Muridan
Hz. Peygamber ve Estetik

Hz. Peygamber ve Estetik

Allah Rasûlü (s.a.s), estetik konusunda pek ince bir zevk ve anlayışa sahipti. Müslim’in Sahih’inden öğrendiğimize göre Rasûlullâh (s.a.s):

  "Allah güzeldir ve güzelliği sever”(1) ve yine:

  “Allah her konuda ihsanı (incelik gösterilmesini) emretmiştir. (Düşmanınızı bile) öldürürken bunu ince ve zarif bir biçimde yapınız”(2) buyurmuştur.

  Kur’an-ı Kerim, belli bir dengeyi gözetenler için güzel bir hayatı yasaklamaz.

  “De ki: Allah’ın kulları için yarattığı süsü ve temiz rızıkları kim haram kıldı? De ki: Onlar, dünya hayatında, özellikle kıyamet gününde müminlerindir. İşi bilen bir topluluk için ayetleri böyle açıklıyoruz.”(3)

  “Ey Âdem Oğulları! Gerçekten de biz sizin üzerinize, çıplaklığınızı örtüp kapatması için giysiler ve (süslenmeniz) için kuş tüyü indirdik... Ey Âdem Oğulları! Her namaza kalktığınızda güzel elbiselerinizi giyinin.”(4)

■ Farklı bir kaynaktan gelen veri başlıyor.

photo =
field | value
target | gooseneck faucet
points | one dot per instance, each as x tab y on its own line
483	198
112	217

  Rasûlullâh (s.a.s)’ın görüşü de açık ve nettir:

  “Allah, verdiği nimetlerin izini kulunun üzerinde görmekten hoşlanır.”(5)

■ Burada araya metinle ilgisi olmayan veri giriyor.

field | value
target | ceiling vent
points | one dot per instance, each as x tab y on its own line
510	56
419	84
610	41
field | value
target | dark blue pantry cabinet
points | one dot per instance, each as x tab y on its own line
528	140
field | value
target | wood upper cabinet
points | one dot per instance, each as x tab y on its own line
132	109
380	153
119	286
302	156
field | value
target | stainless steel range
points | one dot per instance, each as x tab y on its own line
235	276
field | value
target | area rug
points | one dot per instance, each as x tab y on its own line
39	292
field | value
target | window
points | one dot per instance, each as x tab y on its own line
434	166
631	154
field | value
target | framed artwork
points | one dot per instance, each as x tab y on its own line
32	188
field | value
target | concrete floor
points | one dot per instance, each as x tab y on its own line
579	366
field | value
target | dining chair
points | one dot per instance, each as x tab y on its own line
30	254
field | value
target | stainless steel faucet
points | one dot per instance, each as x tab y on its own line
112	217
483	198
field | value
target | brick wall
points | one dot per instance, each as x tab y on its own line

  Rasûlullâh’ın hayatıyla ilgili şu iki küçük olay, bize onun bu konuda nasıl bir yol izlediğini açıkça gösterecektir:

  Bir gün, bir cenazenin defin törenine katılmıştı. Mezarın içinde küçük bir kazım hatası göze çarpıyordu. Derhal düzeltilmesini emretti. Cemaatten biri kendisine:

  “Bunun ölüye bir zararı dokunur mu?” diye sorunca, Efendimiz (a.s) şöyle buyurdu:

  “Aslında bu tür şeyler ölüye ne bir zarar verir, ne de fayda; ancak bu (düzeltme), yaşayanların gözlerini rahatsız etmemek içindir” (bir diğer kaynakta ise “bu, yaşayanların gözüne hoş görünmesi içindir”).(6)

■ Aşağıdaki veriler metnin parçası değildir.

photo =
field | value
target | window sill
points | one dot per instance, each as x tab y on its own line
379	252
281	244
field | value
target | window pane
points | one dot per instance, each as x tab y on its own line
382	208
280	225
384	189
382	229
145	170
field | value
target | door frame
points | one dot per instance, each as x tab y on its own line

  Bir başka gün, saçı sakalı birbirine karışmış, korkunç görünüşlü bir kimse onu mescitte ziyarete gelmişti. Rasûlullâh ona, dışarı çıkıp üstünü başını düzeltmesini işaret etmiş, o kişi de derhal bu isteği yerine getirmişti. Döndüğünde, Efendimiz (a.s) şu açıklamada bulundu:

  “Öyle şeytan gibi karmakarışık saçlarla gelmektense böylesi sizin için daha güzel değil mi?”(7)

  İşte Rasûlullâh (s.a.s)’ın bunca emir ve talimatının temelinde bu sağlam estetik duygusu yatmaktadır. Örneğin, onun erkeklere ve kadınlara dış görünüşleri, saçlarının şekli ve giysileri konusunda birbirlerine benzememelerini emretmesi(8) hep bu duygudan ileri gelmektedir.

 

  (1) Müslim, I, 147; İbn Hanbel, IV, 133, 151.
  (2) Müslim, 34, 57; Ebû Dâvûd, 16, 11.
  (3) A’raf, 7/32.
  (4) A’raf, 7/26, 31.
  (5) Tirmizî, 41, 54; Ebû Dâvûd, 31, 14.
  (6) İbn Sa’d, II, 91.
  (7) Mâlik, Muvatta’, 51.
  (8) Buhârî, 77, 61; Ebû Dâvûd, 40, 53.